As an investor with Contrary Capital, free-lance advisor for Southeast startups, and leader of Emory's entrepreneurship organization, I frequently have conversations with founders who are looking to synthesize their "story" prior to raising seed funding. In this series, I attempt to ask the same questions of startups that have raised seed funding from top-tier venture firms, and then back into what may have been their answer (albeit through the lens of my industry perspective).

Startup: Prodly

Backers: Shasta Ventures, Norwest Venture Partners

Raise: $3.5m (seed)

What is the simplest form of the business proposition (the Lobby Pitch™)?

Management tools for enterprise applications / configurations within the enterprise environments (namely Salesforce) aimed at simplifying IT operations.

Are they creating "space" or positioning against established players?
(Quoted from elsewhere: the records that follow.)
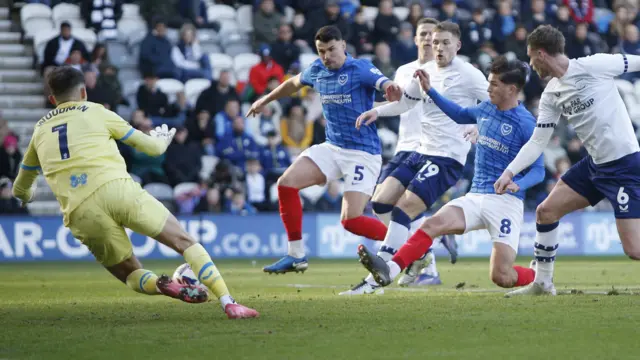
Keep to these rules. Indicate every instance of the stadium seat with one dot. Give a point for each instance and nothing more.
(401, 12)
(307, 59)
(130, 11)
(184, 188)
(245, 61)
(193, 88)
(160, 191)
(171, 87)
(220, 12)
(35, 17)
(244, 16)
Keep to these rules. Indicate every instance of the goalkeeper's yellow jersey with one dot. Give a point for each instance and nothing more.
(74, 146)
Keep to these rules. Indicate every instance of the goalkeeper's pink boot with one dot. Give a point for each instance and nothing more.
(237, 311)
(182, 291)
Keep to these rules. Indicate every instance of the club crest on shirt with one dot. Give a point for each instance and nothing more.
(506, 129)
(342, 79)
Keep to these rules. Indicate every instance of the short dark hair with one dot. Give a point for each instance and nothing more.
(424, 21)
(512, 72)
(448, 26)
(63, 80)
(328, 33)
(547, 38)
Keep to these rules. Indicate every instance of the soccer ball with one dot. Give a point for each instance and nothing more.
(186, 275)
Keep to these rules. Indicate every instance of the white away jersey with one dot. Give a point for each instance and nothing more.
(588, 97)
(463, 84)
(409, 133)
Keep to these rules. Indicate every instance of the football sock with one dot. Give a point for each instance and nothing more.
(366, 226)
(296, 249)
(205, 270)
(143, 281)
(545, 249)
(291, 211)
(396, 235)
(382, 211)
(525, 275)
(417, 245)
(431, 268)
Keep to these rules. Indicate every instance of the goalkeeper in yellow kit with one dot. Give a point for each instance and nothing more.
(74, 147)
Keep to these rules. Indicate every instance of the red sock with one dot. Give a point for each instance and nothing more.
(525, 275)
(366, 226)
(291, 211)
(417, 245)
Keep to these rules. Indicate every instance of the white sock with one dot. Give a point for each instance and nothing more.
(394, 269)
(226, 299)
(431, 268)
(396, 236)
(370, 280)
(296, 249)
(545, 249)
(385, 218)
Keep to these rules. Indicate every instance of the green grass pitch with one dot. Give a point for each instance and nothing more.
(78, 311)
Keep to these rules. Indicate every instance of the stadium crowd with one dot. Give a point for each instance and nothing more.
(234, 160)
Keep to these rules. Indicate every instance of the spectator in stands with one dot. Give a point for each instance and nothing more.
(214, 98)
(182, 163)
(239, 205)
(10, 157)
(256, 185)
(315, 19)
(297, 132)
(224, 119)
(266, 22)
(201, 130)
(155, 53)
(416, 12)
(284, 52)
(237, 146)
(449, 12)
(188, 56)
(166, 9)
(260, 74)
(517, 43)
(476, 32)
(504, 24)
(386, 25)
(360, 34)
(331, 200)
(266, 122)
(383, 60)
(102, 17)
(155, 103)
(404, 48)
(195, 11)
(537, 15)
(58, 49)
(579, 45)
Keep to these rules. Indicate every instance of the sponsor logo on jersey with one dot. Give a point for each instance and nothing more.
(576, 106)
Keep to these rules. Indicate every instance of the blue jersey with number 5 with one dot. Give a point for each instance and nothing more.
(346, 93)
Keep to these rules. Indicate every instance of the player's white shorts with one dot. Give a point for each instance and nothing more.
(359, 169)
(501, 215)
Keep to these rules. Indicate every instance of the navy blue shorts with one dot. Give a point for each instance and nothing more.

Prodly fits in an unique space tangential to DevOps called AppOps, essentially the work an IT manager must be responsible regardless of whether the environment is hosted on IaaS or utilizing PaaS or even SaaS solutions. While their core offerings of build, test, release, and monitor are similar to that of any continuous integration or application orchestration platform, their focus is on reducing extremely long lead-times between business process requirement (BPR) definition and application deployment by targeting common IT environment challenges like data integrity, version control, and referenced data deployments. This narrowness of focus and aim to bring application management outside of a limited set of IT managers positions Prodly more so against the providers (Salesforce, Oracle, SAP) than their downstream tools.

What does "product-market fit" / "stickiness" look like?

As with any back-office enterprise tool, it is necessary to see Prodly be an integral part of an IT manager's workflow. The real test, however, will be the ability for an administrator outside of IT operations to use this Prodly's toolset independently. The painpoint is more-so around the bottleneck between the other functions and IT rather than the quality of the applications actually deployed. Frequent updates like package rationalization should feel effortless and large business events like acquisitions or business model changes should feel manageable.

What would "success" mean in the 5-year horizon?

Prodly is currently focused on Salesforce and specifically on the CPQ, billing, and field service environments. The goal would certainly be to expand to the rest of Salesforce's offerings and potentially even act as a unified platform across ERP, CRM, etc. application release and testing. Success could also mean creeping into the development space, rather than focusing on the test and release phases. Rather than simply supporting for "low-code" applications, Prodly could move into specific tools that make designing these applications more efficient and robust.

What are some market forces (headwinds or tailwinds) that could impact that?

Large enterprise players certainly have an incentive to fix the application management bottleneck to remain competitive and natively support vital toolsets their customers rely on. This could either result in Prodly being a prime acquisition target, or a situation where most of Prodly's advantages are adsorbed into the provider's platforms. Also, migrating, testing, and deploying these applications often falls upon professional service firms (e.g., Cognizant), which are currently in the process of developing similar tools that allow them to stay in the loop at large enterprises.